Taxpayer Advocate Olson said the IRS occupies the position of the federal government’s accounts receivable department, and as such should be funded in accordance with a focus on its ability to produce what she called “a substantially positive return” on the funding it receives.

More funding for the IRS, within reasonable limits, Olson said, “should produce the opposite effect of more funding for most (government) programs—more resources for the IRS should reduce the federal deficit.”

It is clear, she added, that the IRS suffers from a ‘resources gap’ which serves as a significant impediment to its ability to close the tax gap and thus to reduce the budget deficit. The tax collection gap presently is put at some $345 billion a year, and is continuing to grow.

The IRS has to compete, dollar-for-dollar, against other federal programs for resources—a procedure she said that “makes little sense.” The Taxpayer Advocate, an independent voice within the IRS, called for “steady, but gradual” annual funding increases for the IRS personnel.
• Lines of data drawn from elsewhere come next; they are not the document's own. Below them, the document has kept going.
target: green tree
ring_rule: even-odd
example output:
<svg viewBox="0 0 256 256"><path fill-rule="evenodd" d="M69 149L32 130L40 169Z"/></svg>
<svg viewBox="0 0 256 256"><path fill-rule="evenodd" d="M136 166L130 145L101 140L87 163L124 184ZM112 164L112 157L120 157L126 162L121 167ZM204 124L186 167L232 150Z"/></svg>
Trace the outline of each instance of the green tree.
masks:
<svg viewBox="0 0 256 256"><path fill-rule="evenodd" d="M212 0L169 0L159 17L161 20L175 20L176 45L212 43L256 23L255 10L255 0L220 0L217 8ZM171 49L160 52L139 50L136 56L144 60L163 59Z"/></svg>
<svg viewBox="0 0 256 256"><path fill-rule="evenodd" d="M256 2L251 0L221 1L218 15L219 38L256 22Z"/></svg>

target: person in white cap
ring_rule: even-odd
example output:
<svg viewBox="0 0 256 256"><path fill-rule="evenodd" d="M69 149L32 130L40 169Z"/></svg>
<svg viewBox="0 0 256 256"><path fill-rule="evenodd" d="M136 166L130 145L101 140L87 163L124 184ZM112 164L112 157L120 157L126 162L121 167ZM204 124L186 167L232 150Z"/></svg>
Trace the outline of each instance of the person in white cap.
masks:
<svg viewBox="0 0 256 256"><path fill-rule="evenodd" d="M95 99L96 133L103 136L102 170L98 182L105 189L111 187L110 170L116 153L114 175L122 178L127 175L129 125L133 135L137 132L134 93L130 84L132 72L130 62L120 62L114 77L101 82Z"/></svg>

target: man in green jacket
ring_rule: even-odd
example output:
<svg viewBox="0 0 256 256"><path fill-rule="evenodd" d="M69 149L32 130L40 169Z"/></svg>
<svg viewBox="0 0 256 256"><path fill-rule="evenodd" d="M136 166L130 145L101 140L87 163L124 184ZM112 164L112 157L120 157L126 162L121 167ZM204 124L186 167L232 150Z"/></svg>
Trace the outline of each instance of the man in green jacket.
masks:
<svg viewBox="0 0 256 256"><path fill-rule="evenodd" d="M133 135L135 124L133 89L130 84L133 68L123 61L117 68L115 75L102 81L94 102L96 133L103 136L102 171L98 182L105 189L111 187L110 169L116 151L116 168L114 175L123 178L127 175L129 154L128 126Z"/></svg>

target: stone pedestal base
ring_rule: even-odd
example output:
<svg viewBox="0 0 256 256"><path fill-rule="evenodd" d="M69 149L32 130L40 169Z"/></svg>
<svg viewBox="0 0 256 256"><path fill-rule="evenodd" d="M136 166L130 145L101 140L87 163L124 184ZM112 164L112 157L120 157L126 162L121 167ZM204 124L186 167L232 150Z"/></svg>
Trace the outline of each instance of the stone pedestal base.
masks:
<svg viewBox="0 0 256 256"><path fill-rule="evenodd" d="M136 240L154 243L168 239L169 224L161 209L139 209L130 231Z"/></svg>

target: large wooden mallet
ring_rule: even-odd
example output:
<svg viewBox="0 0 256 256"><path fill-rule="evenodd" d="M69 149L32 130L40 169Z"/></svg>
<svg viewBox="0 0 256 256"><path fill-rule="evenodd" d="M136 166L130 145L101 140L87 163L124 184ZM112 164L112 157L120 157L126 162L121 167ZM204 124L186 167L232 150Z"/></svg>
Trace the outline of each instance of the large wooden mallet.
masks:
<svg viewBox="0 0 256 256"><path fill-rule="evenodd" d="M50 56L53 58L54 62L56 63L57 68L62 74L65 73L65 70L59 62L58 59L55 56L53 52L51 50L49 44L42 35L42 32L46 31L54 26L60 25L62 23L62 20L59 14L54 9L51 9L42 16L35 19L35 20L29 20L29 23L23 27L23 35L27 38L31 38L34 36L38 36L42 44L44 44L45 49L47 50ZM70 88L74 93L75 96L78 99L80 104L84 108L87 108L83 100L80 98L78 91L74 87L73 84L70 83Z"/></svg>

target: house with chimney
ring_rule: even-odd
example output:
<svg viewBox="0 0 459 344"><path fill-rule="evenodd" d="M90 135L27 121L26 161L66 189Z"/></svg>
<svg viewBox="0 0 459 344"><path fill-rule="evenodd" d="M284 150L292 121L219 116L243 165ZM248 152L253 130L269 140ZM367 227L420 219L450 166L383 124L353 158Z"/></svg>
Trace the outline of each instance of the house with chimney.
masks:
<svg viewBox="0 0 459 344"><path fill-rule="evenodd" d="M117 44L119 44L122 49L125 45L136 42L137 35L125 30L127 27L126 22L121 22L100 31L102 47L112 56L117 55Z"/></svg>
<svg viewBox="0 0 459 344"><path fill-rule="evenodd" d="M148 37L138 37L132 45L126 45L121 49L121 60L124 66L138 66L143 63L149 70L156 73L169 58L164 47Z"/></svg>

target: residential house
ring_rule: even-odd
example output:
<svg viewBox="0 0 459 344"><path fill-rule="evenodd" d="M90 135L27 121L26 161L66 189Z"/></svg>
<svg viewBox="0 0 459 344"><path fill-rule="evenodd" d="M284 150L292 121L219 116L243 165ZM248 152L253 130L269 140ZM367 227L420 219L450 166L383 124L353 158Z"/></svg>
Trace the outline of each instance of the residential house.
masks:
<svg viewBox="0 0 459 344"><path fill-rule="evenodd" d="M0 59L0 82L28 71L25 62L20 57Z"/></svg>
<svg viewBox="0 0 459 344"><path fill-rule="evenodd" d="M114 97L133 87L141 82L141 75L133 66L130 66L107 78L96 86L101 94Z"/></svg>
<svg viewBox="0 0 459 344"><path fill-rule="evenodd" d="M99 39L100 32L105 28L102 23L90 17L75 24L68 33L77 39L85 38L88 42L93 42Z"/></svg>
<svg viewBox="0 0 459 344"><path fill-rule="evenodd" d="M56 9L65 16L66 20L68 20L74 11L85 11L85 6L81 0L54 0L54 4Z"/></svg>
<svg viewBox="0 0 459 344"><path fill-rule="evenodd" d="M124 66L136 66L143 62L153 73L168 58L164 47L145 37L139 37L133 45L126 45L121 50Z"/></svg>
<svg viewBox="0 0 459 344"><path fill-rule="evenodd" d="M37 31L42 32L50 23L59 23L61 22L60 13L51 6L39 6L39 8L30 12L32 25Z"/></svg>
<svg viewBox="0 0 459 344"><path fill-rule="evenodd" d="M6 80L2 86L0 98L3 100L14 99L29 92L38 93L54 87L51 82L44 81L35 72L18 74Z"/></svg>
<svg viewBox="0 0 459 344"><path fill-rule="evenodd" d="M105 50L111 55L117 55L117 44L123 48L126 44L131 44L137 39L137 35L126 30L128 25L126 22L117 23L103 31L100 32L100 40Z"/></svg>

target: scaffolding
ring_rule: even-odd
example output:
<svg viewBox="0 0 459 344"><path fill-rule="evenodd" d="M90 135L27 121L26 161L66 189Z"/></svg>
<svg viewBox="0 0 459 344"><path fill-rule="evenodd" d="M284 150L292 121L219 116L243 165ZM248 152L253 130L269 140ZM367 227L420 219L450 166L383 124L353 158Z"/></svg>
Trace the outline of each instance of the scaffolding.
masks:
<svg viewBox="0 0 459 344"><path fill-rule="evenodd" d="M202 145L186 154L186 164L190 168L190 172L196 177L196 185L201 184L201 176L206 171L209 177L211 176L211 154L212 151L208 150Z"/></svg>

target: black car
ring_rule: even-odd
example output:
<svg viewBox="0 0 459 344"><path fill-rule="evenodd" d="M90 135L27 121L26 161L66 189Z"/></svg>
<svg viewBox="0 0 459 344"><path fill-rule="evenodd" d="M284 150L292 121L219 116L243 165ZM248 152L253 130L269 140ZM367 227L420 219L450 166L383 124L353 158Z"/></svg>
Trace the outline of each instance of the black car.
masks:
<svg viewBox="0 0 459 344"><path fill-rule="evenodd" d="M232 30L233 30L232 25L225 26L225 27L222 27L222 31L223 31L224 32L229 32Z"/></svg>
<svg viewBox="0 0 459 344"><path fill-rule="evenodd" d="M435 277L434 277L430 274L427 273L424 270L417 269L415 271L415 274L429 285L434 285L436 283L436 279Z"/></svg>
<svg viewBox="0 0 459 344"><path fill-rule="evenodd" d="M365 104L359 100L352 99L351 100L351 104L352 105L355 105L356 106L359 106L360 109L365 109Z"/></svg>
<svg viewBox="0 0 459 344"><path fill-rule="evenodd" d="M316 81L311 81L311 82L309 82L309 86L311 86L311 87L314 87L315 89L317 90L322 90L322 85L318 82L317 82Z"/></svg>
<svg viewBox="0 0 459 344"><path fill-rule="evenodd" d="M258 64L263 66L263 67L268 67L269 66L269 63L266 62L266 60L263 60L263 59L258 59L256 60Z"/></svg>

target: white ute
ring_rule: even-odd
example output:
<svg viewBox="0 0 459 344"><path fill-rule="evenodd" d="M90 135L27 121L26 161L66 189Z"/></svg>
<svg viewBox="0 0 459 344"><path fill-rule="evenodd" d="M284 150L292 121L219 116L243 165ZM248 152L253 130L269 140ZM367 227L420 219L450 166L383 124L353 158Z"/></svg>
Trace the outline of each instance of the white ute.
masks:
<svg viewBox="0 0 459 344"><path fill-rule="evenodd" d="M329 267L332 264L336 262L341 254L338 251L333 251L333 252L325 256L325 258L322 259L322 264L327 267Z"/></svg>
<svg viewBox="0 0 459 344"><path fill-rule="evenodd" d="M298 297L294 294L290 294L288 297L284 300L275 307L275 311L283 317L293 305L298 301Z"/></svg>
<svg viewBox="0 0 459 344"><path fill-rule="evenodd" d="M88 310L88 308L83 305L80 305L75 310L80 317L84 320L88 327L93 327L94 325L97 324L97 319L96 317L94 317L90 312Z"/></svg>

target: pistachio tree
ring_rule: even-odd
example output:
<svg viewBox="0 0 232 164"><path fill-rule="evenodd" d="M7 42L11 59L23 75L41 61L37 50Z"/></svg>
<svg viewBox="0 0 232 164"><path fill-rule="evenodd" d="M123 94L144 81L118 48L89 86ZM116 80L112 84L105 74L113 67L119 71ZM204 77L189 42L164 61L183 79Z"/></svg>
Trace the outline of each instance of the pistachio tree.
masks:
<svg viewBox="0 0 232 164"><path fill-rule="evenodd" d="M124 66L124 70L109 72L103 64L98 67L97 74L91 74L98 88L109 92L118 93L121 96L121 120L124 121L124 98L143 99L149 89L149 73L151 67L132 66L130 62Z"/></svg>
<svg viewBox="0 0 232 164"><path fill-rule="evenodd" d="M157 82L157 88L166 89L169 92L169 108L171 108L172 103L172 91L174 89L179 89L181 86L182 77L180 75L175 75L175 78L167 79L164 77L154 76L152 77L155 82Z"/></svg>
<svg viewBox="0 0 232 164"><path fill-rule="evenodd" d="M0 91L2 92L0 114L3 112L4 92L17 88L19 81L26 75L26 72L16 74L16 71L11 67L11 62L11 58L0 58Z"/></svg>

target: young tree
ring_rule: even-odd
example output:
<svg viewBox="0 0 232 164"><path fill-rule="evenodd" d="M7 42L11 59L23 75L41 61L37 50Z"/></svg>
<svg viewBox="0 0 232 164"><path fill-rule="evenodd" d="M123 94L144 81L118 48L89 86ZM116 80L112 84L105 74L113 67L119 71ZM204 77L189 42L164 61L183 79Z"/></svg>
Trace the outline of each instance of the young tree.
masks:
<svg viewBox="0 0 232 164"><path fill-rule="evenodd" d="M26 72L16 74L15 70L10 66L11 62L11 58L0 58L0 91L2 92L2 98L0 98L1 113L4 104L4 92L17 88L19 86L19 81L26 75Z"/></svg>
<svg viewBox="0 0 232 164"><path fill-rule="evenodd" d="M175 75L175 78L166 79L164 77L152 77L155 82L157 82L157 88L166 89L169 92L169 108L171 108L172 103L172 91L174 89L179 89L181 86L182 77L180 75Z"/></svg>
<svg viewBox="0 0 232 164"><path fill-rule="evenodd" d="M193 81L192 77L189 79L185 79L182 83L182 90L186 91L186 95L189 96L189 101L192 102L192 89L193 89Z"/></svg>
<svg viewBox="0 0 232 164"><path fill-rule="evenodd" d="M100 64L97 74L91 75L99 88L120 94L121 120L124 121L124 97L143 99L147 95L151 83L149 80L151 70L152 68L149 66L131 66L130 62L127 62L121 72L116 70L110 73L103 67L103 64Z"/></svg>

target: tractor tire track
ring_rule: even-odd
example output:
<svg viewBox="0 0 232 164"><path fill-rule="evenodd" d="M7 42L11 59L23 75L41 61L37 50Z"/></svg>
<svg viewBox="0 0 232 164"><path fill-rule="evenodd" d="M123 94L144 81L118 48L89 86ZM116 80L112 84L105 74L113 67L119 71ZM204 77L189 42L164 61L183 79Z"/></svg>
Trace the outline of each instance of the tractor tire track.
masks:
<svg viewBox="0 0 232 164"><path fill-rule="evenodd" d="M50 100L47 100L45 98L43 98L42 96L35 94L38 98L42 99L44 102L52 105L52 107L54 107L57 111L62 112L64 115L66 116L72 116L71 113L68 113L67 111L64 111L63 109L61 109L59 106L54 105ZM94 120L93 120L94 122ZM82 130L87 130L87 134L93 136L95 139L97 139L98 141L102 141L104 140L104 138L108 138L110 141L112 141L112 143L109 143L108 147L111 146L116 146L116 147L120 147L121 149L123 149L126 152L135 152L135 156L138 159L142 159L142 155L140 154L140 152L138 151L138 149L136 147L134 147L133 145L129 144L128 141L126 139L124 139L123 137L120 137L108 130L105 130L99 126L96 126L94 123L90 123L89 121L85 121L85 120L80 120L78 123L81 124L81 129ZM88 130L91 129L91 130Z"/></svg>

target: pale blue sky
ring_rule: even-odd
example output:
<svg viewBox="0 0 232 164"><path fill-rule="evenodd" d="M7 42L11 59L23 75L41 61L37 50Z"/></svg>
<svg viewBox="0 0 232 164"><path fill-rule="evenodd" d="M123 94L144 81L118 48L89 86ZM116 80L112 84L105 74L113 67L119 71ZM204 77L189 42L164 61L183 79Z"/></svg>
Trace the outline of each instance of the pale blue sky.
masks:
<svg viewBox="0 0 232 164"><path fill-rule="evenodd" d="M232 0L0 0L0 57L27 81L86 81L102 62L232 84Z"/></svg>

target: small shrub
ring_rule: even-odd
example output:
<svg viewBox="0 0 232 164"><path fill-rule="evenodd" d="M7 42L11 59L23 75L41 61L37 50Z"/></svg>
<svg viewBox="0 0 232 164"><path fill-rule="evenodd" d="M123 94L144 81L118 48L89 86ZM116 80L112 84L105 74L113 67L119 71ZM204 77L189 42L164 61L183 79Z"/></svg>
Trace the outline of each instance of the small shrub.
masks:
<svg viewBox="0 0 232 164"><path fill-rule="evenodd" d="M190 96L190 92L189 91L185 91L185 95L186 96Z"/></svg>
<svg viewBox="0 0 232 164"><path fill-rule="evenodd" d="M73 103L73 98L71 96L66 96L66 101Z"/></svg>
In her statement earlier this month, President Kelley—who has long been an advocate of adequate resources for every federal agency, including the IRS—said NTEU supports a two percent annual net increase in staffing for the IRS over a five-year period to add roughly 1,885 position per year. That would gradually rebuild what Kelley called the “depleted” IRS workforce to pre-1998 levels.

NTEU is the largest independent federal union, representing some 150,000 employees in 30 agencies and departments, including some 94,000 in the IRS.